博美は硬い表情を作って、淡々と真司と静音に言い放つ。


「はあ?」

「どういうことですか?」

「聞いての通りだ。私の認識が甘かった、すまない」


博美は二人に正面から頭を下げる。

その光景に周りにいた公安のメンバーからもどよめきが発生。

真司と静音も目を丸くしている。


「今までは、命の危険を感じなかった。正直、君たちをいずれ仲間にいれられるかも知れないと・・・経験を積ませようとすら考えていた」


頭を上げず、博美はそのまま言葉を紡いだ。


「だが、事態は変わった。先ほどの男、あれはダメだ。普通の人間を簡単に殺すことのできる能力。しかもそれを人間に平然とぶつけてきている。君たちが関わるには危険すぎる」


ゆっくりと頭を上げて、二人の顔を見る。


「前回見た時は、正直歯牙にもかけていなかった。あの程度の手合いならばどうとでもなる。そう思っていた。だが、あの範囲攻撃、あの攻撃力。あれを食らえば人は簡単に死ぬ・・・私はあの一撃で、あの男の首を刎ねるべきだった」


真司は口の中が乾燥していくのを感じた。

殺すべきだったと、捕まえるような選択をするべきではなかったと博美はもう考えている。その考えを真っ直ぐ聞いた衝撃は大きい。

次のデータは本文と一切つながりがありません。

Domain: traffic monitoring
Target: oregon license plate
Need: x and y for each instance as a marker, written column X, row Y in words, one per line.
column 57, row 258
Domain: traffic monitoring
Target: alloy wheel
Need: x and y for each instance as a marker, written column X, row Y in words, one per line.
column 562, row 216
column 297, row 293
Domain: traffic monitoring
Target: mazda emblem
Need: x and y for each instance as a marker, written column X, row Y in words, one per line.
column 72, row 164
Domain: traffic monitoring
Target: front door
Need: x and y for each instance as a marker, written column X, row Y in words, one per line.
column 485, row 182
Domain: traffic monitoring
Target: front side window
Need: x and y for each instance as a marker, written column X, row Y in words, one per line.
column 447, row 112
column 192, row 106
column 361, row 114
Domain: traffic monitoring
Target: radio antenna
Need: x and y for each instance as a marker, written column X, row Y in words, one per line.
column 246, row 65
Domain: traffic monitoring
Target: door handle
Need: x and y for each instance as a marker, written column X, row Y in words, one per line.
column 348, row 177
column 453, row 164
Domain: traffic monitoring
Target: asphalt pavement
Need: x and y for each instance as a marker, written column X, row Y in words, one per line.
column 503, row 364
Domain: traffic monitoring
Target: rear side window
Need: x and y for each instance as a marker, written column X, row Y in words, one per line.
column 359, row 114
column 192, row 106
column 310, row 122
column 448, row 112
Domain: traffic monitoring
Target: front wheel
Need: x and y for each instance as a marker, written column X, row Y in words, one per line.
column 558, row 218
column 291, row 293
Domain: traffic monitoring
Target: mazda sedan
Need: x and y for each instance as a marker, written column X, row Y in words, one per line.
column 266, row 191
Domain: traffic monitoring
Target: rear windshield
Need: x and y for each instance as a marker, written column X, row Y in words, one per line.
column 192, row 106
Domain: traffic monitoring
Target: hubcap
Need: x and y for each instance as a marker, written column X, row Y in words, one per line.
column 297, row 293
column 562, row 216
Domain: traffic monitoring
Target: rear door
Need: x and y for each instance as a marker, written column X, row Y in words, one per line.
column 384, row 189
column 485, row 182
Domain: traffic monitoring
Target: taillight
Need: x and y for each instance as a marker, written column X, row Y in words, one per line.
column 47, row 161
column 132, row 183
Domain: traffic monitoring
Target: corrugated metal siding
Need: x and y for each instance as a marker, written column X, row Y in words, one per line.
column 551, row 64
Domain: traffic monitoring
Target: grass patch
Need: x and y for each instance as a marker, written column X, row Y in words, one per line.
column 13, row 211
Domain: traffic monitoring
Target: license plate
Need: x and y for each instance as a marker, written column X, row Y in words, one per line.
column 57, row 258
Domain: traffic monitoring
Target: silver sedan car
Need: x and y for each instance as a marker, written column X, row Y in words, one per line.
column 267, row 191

「我々は、魔術に関わるものは幼少期からこういう事態に慣れていけるよう教育を受けてきた。生き残るために最善を尽くし、時には命を落とす覚悟を持ってこの仕事についている」


公安のメンバー全員の背筋が伸びる。


「だが君たちは違う、まだ学生だ」

「学生だから何よ!?死ぬかも知れないから戦わせない?!ふざけないで!私は両親をこのゲームで殺されているのよ!」

「人はいずれ死ぬ。事故でも病気でも。そういう事にすることは出来ないだろうか?」

「なっ」

「今までも、これからもそうだ。人は死ぬ。我々も・・・だ。だが我々は死ぬことも含めてこの仕事についている。我々が死ぬのと、君たちが死ぬのでは意味合いが大きく変わる」

「そんなこと」


静音の視線が揺らぐ、真司は横目で静音の表情を見る。


「両親の仇、そんな理由も看過出来ない。我々もこんな仕事だ、憎むべき仇の一人や二人いるさ・・・だが私怨では我々は動かない、我々の力はそんな理由では行使されない。私怨は判断力を鈍らせて、時には味方にも危険を及ぼすからだ」


静音の目線が離れたことにより、博美の視線は真司を射抜く。


「瀬戸川君。君は、少し理由が違う」


今度は自分の番か、真司は正面から博美の視線を受け止めた。


「我々は弱い」

「え?」


思いもよらない言葉に真司は驚きを隠せない。

「君の力は惜しい。こと『白と黒』の・・・今回の事件においていえば瀬戸川君のサポート能力と隠された攻撃能力。称賛に値する」


この状況下で褒められても、と真司は少し困る。


「だが、事件は『白と黒』だけではない・・・君のように瞬間的に回復を行える人間がいると、我々の心は弱くなる。頼ってしまう。君の力が及ばない場所でも、避けなければ死ぬような状況でもどこかで甘えが生じてしまうだろう。先ほどわたしを強化した補助魔法、二度受けた回復魔法。どちらも驚異的な物だ。だからこそわたしは君に頼りたくない。部下達にも頼らせたくない」


博美は再度、ゆっくりと頭を下げて二人に懇願した。


「特殊な環境ではあるが、我々は警察官なんだ。君たちは学生で、市民だ。どうかわたし達に君たちを守らせてくれないだろうか。頼りないと言われればそれだけかも知れないが・・・私たちも必死なんだ。頼む」


その言葉を最後に、真司と静音以外のこの場の人間すべての頭が下がる。

博美を筆頭に。賢と花穂も。後方で話を聞いていた公安のメンバーまでもが二人に頭を下げていた。

何の言葉を発することも出来ないまま、静音は真司の手を引いて逃げ出した。


「ちょっ・・・・」


もうこの場にはいたくなかった。

あとがきは、作品自体に需要があるようなら書くことにします。